Sam Jacob's essay in ArtReview uses the upcoming Baz Luhrmann film 'EPIC: Elvis Presley in Concert' (2026) as a springboard to explore the cultural and technical implications of digital restoration. The film, a spinoff from Luhrmann's 2022 Elvis biopic, draws on 59 hours of previously unseen footage from Elvis Presley's 1970 and 1972 Las Vegas performances, recovered from Warner's Kansas salt-mine archive. Using Peter Jackson's Park Road Post technology—including Machine Assisted Learning (MAL) for demixing audio and video—the damaged, fragmented material has been digitally scanned, reconstructed, and enhanced to 4k resolution with 12-channel sound, presented in IMAX cinemas.

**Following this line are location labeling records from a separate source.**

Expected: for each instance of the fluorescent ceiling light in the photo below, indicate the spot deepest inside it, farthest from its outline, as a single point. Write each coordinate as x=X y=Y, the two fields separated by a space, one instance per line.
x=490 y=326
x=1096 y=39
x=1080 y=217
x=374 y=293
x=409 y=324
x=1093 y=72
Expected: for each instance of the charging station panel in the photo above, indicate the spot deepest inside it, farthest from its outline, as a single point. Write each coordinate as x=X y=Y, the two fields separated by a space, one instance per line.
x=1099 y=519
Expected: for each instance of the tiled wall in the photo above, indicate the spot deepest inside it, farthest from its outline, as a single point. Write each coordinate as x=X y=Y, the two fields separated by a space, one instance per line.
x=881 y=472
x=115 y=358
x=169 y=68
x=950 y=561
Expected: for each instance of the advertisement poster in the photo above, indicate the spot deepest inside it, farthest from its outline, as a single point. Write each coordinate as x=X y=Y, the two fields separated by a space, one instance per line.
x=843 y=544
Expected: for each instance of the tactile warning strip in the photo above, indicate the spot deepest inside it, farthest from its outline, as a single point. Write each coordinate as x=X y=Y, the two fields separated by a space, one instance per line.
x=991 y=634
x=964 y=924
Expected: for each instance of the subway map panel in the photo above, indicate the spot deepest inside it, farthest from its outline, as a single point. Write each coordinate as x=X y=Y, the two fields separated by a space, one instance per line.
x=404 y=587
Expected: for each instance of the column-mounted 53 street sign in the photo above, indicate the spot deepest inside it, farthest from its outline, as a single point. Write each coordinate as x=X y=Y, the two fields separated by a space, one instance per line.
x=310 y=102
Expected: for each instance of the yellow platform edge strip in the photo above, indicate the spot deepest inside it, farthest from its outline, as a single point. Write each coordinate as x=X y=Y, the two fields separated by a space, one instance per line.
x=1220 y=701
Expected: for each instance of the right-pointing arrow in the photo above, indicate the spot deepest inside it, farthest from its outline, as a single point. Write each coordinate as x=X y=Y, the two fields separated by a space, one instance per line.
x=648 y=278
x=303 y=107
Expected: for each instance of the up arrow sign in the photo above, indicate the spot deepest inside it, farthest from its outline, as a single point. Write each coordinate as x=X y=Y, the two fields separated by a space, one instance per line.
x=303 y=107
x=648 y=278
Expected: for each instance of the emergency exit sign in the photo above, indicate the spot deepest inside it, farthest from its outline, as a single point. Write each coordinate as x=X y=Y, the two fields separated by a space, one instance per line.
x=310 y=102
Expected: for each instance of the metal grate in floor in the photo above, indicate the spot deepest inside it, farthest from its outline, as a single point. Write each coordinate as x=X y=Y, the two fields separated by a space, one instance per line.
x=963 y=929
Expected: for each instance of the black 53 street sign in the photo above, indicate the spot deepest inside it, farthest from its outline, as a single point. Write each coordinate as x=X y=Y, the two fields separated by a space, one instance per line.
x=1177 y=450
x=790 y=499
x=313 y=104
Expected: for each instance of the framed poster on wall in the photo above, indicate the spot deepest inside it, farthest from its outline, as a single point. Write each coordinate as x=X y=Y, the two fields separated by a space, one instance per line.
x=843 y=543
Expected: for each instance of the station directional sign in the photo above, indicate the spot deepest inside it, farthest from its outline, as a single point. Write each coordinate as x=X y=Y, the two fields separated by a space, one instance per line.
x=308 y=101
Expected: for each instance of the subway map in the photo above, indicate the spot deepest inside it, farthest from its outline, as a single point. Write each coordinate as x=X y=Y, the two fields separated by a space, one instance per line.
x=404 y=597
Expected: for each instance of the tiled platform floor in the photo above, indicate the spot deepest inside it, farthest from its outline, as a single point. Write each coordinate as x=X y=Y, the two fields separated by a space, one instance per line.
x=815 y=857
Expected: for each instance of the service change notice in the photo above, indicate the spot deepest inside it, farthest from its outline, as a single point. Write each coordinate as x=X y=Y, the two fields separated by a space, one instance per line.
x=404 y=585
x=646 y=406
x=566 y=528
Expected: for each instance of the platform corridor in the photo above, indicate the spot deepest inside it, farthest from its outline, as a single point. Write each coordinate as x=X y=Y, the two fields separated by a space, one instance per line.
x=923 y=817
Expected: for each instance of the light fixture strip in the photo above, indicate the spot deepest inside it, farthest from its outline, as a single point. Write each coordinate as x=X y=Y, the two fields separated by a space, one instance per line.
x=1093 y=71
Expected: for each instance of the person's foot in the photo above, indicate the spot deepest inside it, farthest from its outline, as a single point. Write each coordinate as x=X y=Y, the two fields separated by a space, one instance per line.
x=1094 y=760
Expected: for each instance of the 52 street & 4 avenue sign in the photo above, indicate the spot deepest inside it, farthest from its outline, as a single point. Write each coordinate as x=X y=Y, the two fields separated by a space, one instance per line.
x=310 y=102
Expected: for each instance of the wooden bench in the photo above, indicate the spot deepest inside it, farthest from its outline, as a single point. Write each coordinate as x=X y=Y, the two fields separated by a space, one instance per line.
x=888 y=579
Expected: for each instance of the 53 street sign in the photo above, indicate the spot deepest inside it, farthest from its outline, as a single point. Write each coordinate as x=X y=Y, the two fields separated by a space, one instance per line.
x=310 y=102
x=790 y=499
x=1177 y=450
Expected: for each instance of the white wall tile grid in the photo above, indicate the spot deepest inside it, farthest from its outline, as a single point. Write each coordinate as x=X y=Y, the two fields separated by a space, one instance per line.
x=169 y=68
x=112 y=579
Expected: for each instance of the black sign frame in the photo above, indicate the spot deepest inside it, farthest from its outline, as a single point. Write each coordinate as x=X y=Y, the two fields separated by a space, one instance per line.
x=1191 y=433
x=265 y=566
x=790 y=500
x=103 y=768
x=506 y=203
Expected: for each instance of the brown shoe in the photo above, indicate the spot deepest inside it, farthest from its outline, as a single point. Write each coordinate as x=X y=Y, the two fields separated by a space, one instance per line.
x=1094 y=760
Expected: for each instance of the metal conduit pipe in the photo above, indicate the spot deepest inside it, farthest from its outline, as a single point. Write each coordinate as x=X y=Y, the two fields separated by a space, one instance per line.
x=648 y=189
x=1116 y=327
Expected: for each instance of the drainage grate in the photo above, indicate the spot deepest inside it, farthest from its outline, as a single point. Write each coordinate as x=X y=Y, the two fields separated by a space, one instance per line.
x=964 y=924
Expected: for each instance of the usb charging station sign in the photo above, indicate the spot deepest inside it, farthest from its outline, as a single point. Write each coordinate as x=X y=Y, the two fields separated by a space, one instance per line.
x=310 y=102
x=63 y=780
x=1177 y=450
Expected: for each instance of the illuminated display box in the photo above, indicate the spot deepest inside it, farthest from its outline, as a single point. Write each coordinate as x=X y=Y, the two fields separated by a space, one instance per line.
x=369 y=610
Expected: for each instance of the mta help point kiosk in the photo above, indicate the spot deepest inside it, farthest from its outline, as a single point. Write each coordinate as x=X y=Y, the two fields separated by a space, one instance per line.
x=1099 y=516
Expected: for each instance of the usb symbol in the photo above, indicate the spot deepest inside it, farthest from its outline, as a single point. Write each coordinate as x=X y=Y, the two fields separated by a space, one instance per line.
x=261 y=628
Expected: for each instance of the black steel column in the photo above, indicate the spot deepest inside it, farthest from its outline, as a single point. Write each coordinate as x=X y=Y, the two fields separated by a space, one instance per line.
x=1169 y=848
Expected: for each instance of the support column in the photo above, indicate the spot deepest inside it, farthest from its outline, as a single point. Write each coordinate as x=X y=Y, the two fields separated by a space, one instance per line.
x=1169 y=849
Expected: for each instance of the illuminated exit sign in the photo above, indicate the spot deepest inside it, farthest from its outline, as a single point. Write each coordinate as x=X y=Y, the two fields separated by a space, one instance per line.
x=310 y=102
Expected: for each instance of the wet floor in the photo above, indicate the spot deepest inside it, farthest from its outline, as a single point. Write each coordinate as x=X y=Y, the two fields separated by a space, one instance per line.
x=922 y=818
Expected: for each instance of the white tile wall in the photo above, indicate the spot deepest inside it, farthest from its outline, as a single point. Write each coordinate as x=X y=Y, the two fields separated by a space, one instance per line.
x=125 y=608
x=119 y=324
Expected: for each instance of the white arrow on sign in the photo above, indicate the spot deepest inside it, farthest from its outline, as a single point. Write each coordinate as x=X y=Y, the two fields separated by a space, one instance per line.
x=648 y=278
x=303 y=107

Jacob argues that this project exemplifies a broader cultural shift: the 'frictionless fantasy' of perfect preservation, once aimed at the future (as with the CD), now targets the past, reprocessing archival material for contemporary consumption. The essay questions the rhetoric of redemption and 'supercharged authenticity' that surrounds such restorations, noting that while Luhrmann claims 'there's not a frame of AI,' the technology blurs the line between preservation and improvement. This matters because it reflects how culture increasingly mines historical IP for value, offering an enhanced, spectacle-driven version of history that is simultaneously document and sensory excess, raising questions about authenticity, memory, and the commodification of the past.